Est-ce que ses chansons l'aident, lui, à vivre? «Non. Je pourrais arrêter n'importe quand d'en faire. Je me suis jamais demandé à quoi mes chansons servaient, de toute façon. Je me mêle pas de ça.» Il ne s'est pas mêlé non plus, pour la première fois, de la réalisation et des arrangements (à une chanson près): le multi-instrumentiste Claude Fradette a mené le bal, s'entourant d'autant de musiciens que les chansons en demandaient. Du monde à la messe, des instruments en masse, y compris de la flûte irlandaise. «J'avais des chansons écrites sur plusieurs années, dans différents styles. Claude a une culture musicale nord-américaine tellement profonde, il a pu donner à l'album une cohérence, même si ça va du blues [Les Deux pétards, très Abbittibbi dans le genre] jusqu'au traditionnel [Tous les gens de plaisir]. Ça se tient, je trouve, et c'est grâce à lui.»

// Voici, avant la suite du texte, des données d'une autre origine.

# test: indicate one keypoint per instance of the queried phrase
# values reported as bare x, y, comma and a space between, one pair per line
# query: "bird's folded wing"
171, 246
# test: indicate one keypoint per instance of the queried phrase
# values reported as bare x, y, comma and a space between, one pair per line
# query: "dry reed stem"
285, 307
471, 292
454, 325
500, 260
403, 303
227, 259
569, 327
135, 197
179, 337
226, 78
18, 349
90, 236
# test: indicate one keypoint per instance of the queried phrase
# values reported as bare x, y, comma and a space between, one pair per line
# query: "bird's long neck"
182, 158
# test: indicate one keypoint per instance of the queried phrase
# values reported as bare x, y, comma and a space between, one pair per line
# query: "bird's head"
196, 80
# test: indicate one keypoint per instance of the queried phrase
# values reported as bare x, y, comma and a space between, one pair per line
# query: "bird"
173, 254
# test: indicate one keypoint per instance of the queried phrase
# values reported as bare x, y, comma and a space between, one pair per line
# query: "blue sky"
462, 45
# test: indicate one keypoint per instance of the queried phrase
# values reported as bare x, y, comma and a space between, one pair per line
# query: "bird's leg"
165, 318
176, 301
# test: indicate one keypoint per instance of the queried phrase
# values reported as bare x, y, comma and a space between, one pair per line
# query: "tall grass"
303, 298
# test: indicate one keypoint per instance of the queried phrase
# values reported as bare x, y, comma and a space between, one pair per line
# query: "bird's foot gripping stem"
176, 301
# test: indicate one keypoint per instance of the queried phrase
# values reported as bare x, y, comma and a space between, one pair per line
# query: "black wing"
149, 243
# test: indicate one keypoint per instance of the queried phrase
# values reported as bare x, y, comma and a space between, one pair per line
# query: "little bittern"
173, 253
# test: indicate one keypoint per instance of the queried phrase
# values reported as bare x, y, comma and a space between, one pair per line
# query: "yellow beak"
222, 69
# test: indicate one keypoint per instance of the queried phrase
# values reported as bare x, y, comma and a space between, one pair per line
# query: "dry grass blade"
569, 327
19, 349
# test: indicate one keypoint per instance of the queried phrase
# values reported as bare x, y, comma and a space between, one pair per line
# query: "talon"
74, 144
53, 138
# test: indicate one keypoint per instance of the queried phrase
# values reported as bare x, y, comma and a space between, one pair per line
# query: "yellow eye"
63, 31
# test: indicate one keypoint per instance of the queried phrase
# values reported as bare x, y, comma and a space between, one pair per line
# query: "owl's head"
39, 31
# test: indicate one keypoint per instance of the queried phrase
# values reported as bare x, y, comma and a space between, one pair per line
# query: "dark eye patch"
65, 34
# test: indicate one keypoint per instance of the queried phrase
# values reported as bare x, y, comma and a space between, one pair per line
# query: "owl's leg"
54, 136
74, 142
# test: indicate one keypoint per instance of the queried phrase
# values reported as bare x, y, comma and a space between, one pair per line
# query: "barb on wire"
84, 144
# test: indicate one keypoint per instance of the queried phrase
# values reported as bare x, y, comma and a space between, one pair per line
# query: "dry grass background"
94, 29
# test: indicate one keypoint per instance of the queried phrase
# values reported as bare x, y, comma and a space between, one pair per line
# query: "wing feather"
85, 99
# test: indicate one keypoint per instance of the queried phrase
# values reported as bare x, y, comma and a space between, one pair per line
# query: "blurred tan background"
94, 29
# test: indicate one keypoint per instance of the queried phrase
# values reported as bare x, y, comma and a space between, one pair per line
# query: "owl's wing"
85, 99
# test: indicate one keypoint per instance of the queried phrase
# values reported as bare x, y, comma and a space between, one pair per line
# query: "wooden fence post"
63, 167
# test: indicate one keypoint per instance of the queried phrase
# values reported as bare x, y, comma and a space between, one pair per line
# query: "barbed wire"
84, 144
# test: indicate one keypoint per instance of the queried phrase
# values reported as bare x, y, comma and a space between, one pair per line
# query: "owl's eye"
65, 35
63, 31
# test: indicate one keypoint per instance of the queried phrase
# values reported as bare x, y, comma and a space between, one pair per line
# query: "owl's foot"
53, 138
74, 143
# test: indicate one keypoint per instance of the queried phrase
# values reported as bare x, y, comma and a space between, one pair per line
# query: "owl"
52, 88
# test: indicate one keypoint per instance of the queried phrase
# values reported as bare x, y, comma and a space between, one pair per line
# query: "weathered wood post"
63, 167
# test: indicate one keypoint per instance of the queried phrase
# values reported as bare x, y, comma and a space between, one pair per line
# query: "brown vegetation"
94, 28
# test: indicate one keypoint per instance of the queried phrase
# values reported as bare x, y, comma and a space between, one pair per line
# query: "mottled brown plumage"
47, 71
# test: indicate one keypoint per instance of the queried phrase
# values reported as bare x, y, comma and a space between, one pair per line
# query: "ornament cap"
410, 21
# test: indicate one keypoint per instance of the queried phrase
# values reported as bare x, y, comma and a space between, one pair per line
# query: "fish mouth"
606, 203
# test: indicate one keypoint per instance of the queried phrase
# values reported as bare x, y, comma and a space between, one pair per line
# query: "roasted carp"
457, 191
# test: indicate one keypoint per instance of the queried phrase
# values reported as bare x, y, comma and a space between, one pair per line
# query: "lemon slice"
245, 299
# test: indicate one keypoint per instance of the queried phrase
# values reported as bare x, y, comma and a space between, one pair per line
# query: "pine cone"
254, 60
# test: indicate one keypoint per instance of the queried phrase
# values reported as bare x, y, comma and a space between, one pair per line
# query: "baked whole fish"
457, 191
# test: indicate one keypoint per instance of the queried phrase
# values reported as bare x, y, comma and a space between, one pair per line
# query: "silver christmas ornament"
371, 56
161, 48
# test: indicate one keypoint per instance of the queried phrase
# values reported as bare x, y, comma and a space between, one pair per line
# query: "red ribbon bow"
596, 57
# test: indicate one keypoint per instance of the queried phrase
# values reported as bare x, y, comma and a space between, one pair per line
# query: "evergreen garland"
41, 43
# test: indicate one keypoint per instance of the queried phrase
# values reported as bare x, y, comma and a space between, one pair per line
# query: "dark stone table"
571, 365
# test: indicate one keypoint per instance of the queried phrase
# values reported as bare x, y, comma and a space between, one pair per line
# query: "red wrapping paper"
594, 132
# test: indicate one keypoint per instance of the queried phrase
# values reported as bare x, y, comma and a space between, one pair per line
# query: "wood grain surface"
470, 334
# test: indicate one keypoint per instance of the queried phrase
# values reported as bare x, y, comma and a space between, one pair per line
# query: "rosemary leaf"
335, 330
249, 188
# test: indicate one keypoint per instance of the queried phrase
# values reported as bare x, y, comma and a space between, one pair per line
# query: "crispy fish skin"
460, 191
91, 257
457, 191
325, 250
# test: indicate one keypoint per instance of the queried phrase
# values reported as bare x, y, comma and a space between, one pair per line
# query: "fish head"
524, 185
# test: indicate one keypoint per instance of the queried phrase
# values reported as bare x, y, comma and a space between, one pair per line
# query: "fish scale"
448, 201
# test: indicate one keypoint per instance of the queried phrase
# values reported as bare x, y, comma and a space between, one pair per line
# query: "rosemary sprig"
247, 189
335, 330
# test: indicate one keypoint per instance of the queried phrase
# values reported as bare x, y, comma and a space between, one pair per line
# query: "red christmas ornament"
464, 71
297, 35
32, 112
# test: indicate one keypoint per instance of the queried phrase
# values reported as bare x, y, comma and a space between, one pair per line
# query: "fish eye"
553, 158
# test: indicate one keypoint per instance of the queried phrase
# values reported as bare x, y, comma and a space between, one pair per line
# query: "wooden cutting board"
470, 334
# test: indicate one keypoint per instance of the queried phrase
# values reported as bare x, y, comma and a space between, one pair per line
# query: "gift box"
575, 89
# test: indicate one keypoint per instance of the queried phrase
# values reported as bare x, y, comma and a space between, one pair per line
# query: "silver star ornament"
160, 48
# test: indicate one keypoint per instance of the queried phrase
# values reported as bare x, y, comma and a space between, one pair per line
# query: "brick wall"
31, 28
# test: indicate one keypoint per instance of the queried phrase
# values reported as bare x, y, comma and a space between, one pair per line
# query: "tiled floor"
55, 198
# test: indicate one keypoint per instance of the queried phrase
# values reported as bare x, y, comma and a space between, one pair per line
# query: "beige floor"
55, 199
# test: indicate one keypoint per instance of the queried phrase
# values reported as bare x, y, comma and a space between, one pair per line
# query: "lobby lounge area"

C'est tout de même grâce à Desjardins si l'on trouve dans L'Existoire une chanson de... Mario Peluso, bouleversante Sur son épaule, dénichée sur le premier album du compatriote abitibien (Malgré tout, paru en 1998). Peluso, qu'on aime comme on aime Stephen Faulkner. Un grand de notre country-folk. Un Neil Young de la marge éternelle. «Tellement underrated, résume Richard. Il sait écrire, mais il sait pas comment s'aider.» La veille, il lui a donné rendez-vous pour lui donner l'album, Peluso ne s'est pas présenté. «Ça fait rien. La chanson est là, c'est comme un signal. Pour dire qu'il existe, ce gars-là, et qu'il est encore bon.» Parole du bon gars.